To the Austrians, “Piefke” is used similar to “Saupreiss” a mild derogatory for all those tourists spending their money in our nice country which we don’t really love (but will gladly take all their money) but not activly hate (too much bother).

Interestingly, the Bavarians and Tyroleans tend to see each other as brother people (Brudervolk), because both share the same historic problems (farming and surviving in difficult mountain regions), have thick dialects difficult to be understood by the rest of the nation, are used to being made of by the rest of the nation for being dumb rural idiots, dislike the decisions made in Berlin/Vienna over their heads … Despite the warbetween Bavaria (on Napoleons side) and Tyrol (rebellion for independence) last century, there are no hard feelings.

In Bavaria, we receive one of the two Austrian state TV stations (ORF2), and there’s also the co-production 3sat (Germany, Austria, Switzerland - state stations).

The Austrians seem to have a bit of hangup to have their dialect recognized as real language because they have a handful of words different to standard High German. I was amused several years ago, reading an article in the Nachlese (a journal from the Austrian state TV station) where the author was surprised when travelling in Germany that the Germans knew the word “Wurstsemmel” (small bread roll with sausage slices). He was absolutly sure that the only reason for this was the successful sold abroad TV series of a K9 dog (Kommissar Rex), where one running gag was that the dog would steal the sausage roll from one of the cops. Either the author didn’t know or wanted to ignore that “Semmel” is a common, widespread german variant for “Brötchen” (bread roll), and that Wurstsemmel was widespread before the Austrian TV series.

They also sometimes feel the need to re-dubb movies that are already available in German dub with Austrian dialect speakers - mostly animated movies for kids, apparently (Babe, e.g.)

It’s the same with advertising on TV. That always struck me as odd.

Tangent: The NYT had an article a few years ago on how Hogan’s Heroes was dubbed for German broadcasting, with each character being given a stereotypical accent. Col. Klink was given a refined Berliner’s accent, for instance, and Sgt. Schultz that of a “hick” Bavarian, IIRC.

I can confirm this. (Great show, btw.) Did they have any accents in the original?

ETA: FWIW, Gen. Burkhalter had an Austrian accent.

To this untrained American’s ear, no, not really. Just kinda… German. You could tell Col. Klink was a more sophisticated, better-educated man than Sgt. Schultz, though. Also, Gen. Burkhalter seemed like a lower-class person than Col. Klink, at least by accent, I’d say.

This is rapidly moving away from the original topic, but how can you tell sophistication from somebody’s accent?

(rimshot) In US English, saying “nuclur” instead of “nuclear” seems to be an indicator… (/rimshot)
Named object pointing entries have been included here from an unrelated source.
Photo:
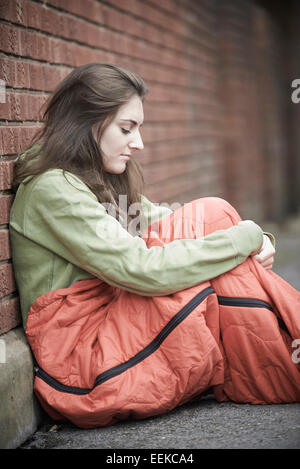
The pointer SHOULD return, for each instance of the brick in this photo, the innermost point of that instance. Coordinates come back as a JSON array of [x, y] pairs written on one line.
[[16, 139], [10, 314], [6, 174], [5, 206], [5, 252], [7, 281]]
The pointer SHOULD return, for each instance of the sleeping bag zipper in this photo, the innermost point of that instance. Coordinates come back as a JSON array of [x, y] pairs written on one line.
[[251, 303], [140, 356]]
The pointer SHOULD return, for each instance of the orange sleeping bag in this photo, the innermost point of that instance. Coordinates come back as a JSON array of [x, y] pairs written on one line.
[[104, 354]]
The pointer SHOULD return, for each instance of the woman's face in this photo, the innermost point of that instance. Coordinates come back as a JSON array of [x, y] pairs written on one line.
[[122, 137]]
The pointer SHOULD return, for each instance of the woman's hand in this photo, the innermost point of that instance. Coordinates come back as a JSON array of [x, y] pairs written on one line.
[[266, 254]]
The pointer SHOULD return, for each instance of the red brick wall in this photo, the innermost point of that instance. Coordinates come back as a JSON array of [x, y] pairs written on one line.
[[211, 128]]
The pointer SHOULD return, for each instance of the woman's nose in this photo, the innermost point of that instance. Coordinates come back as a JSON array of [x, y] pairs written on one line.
[[137, 142]]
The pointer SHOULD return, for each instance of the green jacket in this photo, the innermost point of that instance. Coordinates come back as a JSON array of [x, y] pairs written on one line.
[[60, 234]]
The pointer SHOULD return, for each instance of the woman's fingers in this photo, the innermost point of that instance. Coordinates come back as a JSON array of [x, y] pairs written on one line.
[[266, 255]]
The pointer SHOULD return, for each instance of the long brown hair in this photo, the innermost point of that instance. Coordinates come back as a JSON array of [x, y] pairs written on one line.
[[90, 94]]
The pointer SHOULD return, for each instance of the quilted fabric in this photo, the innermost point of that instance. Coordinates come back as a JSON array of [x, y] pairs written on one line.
[[105, 354]]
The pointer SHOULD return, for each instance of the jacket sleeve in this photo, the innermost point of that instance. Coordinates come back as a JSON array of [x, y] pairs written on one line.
[[65, 217]]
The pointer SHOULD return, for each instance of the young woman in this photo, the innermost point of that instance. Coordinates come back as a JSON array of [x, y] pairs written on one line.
[[121, 311]]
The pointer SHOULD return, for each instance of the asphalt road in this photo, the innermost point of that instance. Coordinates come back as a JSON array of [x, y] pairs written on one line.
[[200, 424]]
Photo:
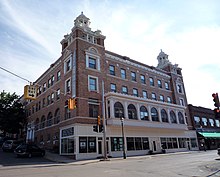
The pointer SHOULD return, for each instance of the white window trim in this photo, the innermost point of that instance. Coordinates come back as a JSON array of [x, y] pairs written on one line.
[[97, 82], [97, 58], [65, 62], [183, 101], [66, 85]]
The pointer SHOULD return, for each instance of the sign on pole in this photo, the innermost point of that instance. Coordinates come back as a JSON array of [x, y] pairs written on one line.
[[30, 92]]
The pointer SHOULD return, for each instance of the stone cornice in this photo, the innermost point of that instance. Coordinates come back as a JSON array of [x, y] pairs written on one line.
[[135, 64]]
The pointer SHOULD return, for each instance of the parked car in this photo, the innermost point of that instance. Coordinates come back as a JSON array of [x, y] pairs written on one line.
[[29, 150], [10, 145], [218, 151]]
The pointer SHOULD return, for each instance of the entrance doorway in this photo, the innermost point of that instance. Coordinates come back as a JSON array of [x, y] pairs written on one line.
[[155, 144], [101, 146]]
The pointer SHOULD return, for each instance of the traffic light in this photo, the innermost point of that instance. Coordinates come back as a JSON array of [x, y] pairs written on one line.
[[72, 103], [98, 120], [95, 128], [216, 100]]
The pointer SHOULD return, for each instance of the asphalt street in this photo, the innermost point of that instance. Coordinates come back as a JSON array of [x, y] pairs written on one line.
[[192, 164]]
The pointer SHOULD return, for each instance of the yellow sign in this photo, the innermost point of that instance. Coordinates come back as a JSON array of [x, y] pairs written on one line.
[[30, 92]]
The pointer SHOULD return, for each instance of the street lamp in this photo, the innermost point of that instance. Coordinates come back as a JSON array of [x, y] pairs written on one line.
[[123, 137]]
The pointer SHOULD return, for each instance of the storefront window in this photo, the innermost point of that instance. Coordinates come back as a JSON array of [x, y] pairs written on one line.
[[182, 142], [130, 144], [87, 144], [137, 143], [193, 142], [67, 145], [116, 144]]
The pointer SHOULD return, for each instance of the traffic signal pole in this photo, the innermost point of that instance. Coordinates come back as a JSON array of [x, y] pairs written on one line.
[[104, 122]]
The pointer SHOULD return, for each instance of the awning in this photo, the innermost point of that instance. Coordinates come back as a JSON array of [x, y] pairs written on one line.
[[210, 135]]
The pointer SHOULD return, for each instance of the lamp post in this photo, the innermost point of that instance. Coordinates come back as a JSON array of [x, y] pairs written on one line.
[[123, 137]]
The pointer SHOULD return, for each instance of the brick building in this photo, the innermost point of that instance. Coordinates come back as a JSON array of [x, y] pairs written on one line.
[[206, 126], [152, 101]]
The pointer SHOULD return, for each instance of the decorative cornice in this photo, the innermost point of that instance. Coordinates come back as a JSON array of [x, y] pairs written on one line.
[[136, 65]]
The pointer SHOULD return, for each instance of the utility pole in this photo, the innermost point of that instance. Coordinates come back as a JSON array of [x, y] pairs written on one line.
[[104, 122]]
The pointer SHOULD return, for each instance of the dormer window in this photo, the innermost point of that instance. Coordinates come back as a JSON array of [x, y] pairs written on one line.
[[92, 59]]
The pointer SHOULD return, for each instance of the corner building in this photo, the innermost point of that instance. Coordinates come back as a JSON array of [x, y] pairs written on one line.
[[152, 101]]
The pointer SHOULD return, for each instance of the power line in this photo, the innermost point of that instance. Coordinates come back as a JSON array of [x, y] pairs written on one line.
[[14, 74]]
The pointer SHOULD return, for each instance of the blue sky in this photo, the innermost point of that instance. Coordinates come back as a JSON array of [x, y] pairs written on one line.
[[187, 30]]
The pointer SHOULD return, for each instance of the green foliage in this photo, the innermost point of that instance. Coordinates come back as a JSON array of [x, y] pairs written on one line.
[[12, 117]]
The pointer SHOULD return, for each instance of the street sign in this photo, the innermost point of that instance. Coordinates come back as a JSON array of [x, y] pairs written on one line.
[[30, 92]]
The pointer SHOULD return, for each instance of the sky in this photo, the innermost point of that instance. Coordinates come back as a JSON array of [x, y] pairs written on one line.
[[187, 30]]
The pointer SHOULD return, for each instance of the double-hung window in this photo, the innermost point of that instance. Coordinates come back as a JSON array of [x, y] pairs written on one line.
[[93, 83], [133, 76], [143, 79], [123, 73], [92, 63], [111, 70]]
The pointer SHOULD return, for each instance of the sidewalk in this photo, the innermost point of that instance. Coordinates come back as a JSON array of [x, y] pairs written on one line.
[[65, 159]]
My own guess is that sophistication or education shows up in the accent as speaking clearly, enounciating properly … and speaking standard High German, instead of dialect blurred together with grunts.

The actors who played Colonel Klink and Sergeant Schultz were actually from Germany and Austria, respectively, having moved to the United States as adults. So, they did speak with noticeable accents on the show, presumably their natural ones.